Latin America's $7 Billion Bond Pipeline Tests Capacity for Risk

(Bloomberg) -- Borrowers from Chile to Mexico are hoping a thaw which began last week in emerging-market bond sales will last long enough for them to raise as much as $7 billion before year-end.

Petroleos Mexicanos, the world’s most indebted oil company, led the way when it sold $2 billion of debt last week, signaling a reopening of the window for international sales from Latin America. It’s been a challenging year for corporate and sovereign issuers in the region as economic and political turmoil in the largest markets as well as higher rates in the U.S. put a damper on deals.

“The Latin American new-issue window opened in a big way when Pemex came to the market,” said Roger Horn, a senior emerging markets strategist at SMBC Nikko Securities America in New York. “Bankers will be assessing investor interest over the next couple of weeks.”

Latin America's $7 Billion Bond Pipeline Tests Capacity for Risk

The Pemex sale was followed by deals from JBS SA, the Brazilian meat producer that’s emerging from a bribery scandal, and Colombia’s Transportadora de Gas Internacional SA, which sold $750 million of debt. The government of Panama also offered sovereign notes.

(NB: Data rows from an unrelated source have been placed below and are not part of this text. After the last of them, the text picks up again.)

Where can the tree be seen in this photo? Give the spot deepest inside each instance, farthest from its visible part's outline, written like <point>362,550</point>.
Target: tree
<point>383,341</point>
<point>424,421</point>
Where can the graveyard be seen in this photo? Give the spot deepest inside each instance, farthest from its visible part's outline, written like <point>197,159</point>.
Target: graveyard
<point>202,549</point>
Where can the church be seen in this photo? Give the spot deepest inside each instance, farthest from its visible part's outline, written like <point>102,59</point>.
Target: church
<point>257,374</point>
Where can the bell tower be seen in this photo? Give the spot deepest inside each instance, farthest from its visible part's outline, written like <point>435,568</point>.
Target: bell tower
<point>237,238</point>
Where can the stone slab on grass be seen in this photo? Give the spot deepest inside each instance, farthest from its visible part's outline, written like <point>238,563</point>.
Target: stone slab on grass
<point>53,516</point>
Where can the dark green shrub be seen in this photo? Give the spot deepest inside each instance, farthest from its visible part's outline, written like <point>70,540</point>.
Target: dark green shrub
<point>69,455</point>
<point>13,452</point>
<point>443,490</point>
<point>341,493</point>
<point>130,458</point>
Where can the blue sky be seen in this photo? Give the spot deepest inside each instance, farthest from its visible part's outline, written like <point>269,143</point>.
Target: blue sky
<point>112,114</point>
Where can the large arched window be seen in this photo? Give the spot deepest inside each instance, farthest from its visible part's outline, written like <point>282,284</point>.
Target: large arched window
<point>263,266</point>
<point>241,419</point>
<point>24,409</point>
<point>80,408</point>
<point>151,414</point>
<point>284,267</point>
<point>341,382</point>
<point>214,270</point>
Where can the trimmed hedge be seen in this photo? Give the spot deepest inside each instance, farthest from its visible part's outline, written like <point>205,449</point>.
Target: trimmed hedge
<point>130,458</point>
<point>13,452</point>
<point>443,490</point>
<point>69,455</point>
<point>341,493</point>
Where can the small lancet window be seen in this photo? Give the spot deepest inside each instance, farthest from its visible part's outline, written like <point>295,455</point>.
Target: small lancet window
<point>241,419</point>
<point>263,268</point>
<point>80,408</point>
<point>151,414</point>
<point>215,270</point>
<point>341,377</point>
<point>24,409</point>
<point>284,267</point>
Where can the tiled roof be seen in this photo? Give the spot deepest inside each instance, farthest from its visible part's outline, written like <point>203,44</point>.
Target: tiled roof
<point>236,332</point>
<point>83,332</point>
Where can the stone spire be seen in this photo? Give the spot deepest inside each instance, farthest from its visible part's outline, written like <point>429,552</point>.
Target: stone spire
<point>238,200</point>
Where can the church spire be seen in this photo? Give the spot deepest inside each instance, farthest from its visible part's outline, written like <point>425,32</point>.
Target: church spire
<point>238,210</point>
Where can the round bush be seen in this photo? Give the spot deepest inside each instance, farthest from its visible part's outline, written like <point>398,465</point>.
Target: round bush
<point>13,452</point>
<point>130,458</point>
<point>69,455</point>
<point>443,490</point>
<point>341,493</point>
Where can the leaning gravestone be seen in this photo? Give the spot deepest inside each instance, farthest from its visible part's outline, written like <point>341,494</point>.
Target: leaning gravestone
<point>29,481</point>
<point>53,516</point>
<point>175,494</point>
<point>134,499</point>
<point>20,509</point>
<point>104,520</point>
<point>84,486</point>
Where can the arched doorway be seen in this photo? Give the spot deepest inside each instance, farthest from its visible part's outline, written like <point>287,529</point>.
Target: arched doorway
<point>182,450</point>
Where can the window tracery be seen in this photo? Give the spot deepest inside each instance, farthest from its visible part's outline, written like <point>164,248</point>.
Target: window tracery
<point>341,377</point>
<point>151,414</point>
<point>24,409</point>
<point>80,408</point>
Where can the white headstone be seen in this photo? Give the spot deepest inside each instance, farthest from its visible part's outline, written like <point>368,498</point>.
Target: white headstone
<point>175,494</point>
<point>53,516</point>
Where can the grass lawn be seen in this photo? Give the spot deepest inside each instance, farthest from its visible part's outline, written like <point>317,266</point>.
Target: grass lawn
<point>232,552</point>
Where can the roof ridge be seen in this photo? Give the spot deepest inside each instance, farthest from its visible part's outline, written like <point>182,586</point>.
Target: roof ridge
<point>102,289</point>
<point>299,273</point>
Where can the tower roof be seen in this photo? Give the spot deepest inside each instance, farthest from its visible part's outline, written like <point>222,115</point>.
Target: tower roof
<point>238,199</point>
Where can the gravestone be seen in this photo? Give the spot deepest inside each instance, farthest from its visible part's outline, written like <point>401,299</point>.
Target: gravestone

Here’s where some of the new debt sales might come from, according to an informal survey of bankers with close ties to the region’s debt markets:

  • Chile’s Empresa Electrica Cochrane may resume its postponed $725 million bond deal. The company decided last week not to proceed, citing market conditions.
  • In Brazil, the struggling infrastructure operator Investimentos e Participacoes em Infraestrutura SA is trying to push through a sale of as much as $650 million of debt by offering a yield of about 9 percent. Invepar’s roadshow ends Wednesday and a deal could be finalized as soon as Thursday.
  • Petroleo Brasileiro SA, or Petrobras as the Brazilian state-controlled oil company is known, might also tap the international market for liability management in the coming months.
  • The government of Peru has authorization to sell as much as $3.5 billion of bonds either in soles or hard currencies. The sovereign issuer, which could price a dollar-denominated deal at yields in the low 4-percent area, has finished its roadshow.
  • Argentine issuers such as YPF SA’s electricity unit, oil producer Pan American Energy LLC or the City of Buenos Aires could try to make a move after the country’s bailout by the International Monetary Fund earlier in the year.

One factor that may make it easier for these companies to issue debt is that they’re mostly looking to reduce the cost of their liabilities, as opposed to raising funds for investment or acquisitions. And that also means that if they can’t find attractive financing now, they can wait for better conditions.